Thursday
May312012

Meaning & meaninglessness

I don't know where to start.

With Charles Taylor being convicted of war crimes and sentenced to 50 years in jail or the report that Barack Obama personally decides which terrorist target to assassinate--formulating a hands-on 'kill list' in the manner of Caligula or a movie by Quentin Tartantino--while reading Augustine and Thomas Aquinas.

If literature is 'news that stays news' as Ezra Pound put it, what am I to  make of what's happening in the world I live in at the moment? And what responsibility do I have?

I used to think writing a poem, or trying to write a poem, was enough to prove my humanity.

And that reading good books would make me a better person.

I see that I was wrong, but I don't know what else to do. And it's too late to change.

Somewhere in my memory bank is something Leo Tolstoy wrote on the meaninglessness of art. He wrote it near the end of his life. It was a withering piece of prose, written by a deeply troubled man.
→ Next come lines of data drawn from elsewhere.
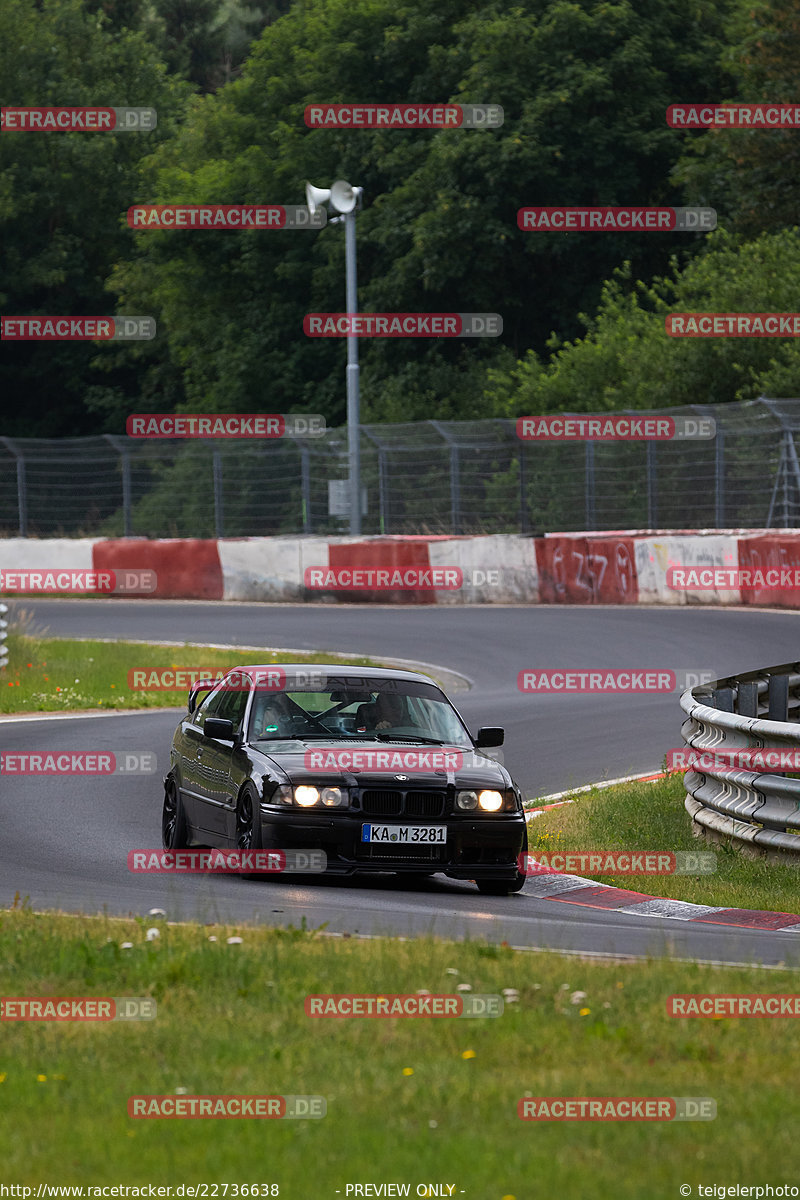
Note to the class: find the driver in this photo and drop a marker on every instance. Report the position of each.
(390, 711)
(272, 717)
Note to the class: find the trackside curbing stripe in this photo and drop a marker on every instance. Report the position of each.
(590, 894)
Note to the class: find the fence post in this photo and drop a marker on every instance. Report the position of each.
(22, 487)
(4, 625)
(719, 479)
(305, 486)
(653, 495)
(523, 489)
(118, 444)
(218, 513)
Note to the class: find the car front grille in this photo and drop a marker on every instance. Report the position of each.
(395, 803)
(400, 852)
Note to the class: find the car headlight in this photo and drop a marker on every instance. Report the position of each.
(467, 801)
(306, 796)
(334, 797)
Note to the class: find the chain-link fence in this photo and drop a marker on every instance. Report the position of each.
(426, 477)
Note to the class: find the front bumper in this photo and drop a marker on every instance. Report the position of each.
(476, 849)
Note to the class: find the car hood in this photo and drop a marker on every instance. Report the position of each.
(371, 763)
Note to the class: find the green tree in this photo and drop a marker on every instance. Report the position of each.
(62, 197)
(752, 177)
(584, 89)
(626, 359)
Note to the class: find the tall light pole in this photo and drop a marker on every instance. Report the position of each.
(343, 199)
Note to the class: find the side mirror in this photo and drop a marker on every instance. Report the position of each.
(215, 727)
(197, 690)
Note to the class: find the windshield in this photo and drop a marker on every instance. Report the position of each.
(367, 709)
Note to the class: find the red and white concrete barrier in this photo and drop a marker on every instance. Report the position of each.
(619, 568)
I'm going to look through my papers for it right now.

Wednesday
May302012

Impermanence

The spiderweb is to be seen on the porch of the lodge at Sea Ranch.

It was great to see, back-lit by a simple flourscent bulb, that it was attached in all four directions to solidly fixed points and had found such a nice place to live.

Is and was.

I didn't know what a privilege it was to be with my uncle when he was dying. At the time, it seemed very painful. I remember one time especially. Laying in his hospital bed, he opened one eye when I entered the room and said, "get me out of here." Another time, he told me he had some pills in the glove compartment of his car. Could I "get them for him...the keys were in the pocket of his pants..." Of course there were no pants as there were no keys as there was no car, but I pretended to look anyway, leaving the room and taking the elevator down to the parking lot. By the time I returned he'd fallen asleep.

In retrospect it was a great honor to be there with him, though I didn't know it at the time.

Loved ones don't just come and go. They stay in our lives as long as we are living. They settle into our beings by gaining their silence. Silently, they ask to be heard.

Tuesday
May292012

Man is a thinking reed

What I don't know often comes to me when I'm out walking.

It's been there all the time, a little lake far away from my thinking, semi-hidden by trees and tall reeds, slightly off the walking path in the Presidio.

Sometimes at a certain time of day--early evening or late afternoon--I stop walking and sit on one of the wooden benches beside the lake and think about how I think my own life may be eluding me. The predisposition I have of thinking of my life as something separate from me that happens all by itself, whether I want it to or not, soon follows.

(It sometimes helps me to hold my iPhone when having such thoughts, so as not to feel so alone. And taking a picture of where I am is always good therapy).

Though there's no mountain here and it isn't much of a lake, these thoughts soon pass and I'm able to sit quietly for a few minutes in the sun and watch the birds on the water, thinking that they're not thinking at all about their own lives.

Monday
May282012

Bayview, near the corner of Carroll & Ingalls, San Francisco

Diebenkorn left a little known masterpiece on the side of an old building in Bayview (Hunter's Point), not far from Candlestick Park, another masterpiece and so often misunderstood.

It's unsigned, but the provenance is unmistakable.

The deep feeling for space and the relationship between vertical and horizontal planes, the abstract gestures informed by a sensibility grounded in the figurative, the palatte...

To view the piece, proceed south on Third Street and turn left--east--on Carroll.

Sunday
May272012

Birthday of the bridge

I'm proud of the bridge, and happy to have it in my life.

It's there every day for me, from the moment I open the venetian blinds in the morning to the moment I close them, very often late at night.

The bridge gives me hope, a quality I otherwise don't put much stock in, believing that hope is a form of a type of magical thinking I am tempted to indulge, much to the displeasure of reality, if there is such a thing.

This morning the bridge is smothered in onions and the sky has the tint of the biscuits and gravy special I used to order at the counter of Duke's Coffee Shop on Pico the morning after excessive drinking. But that was long ago and in Los Angeles, a  city not noted for its bridges.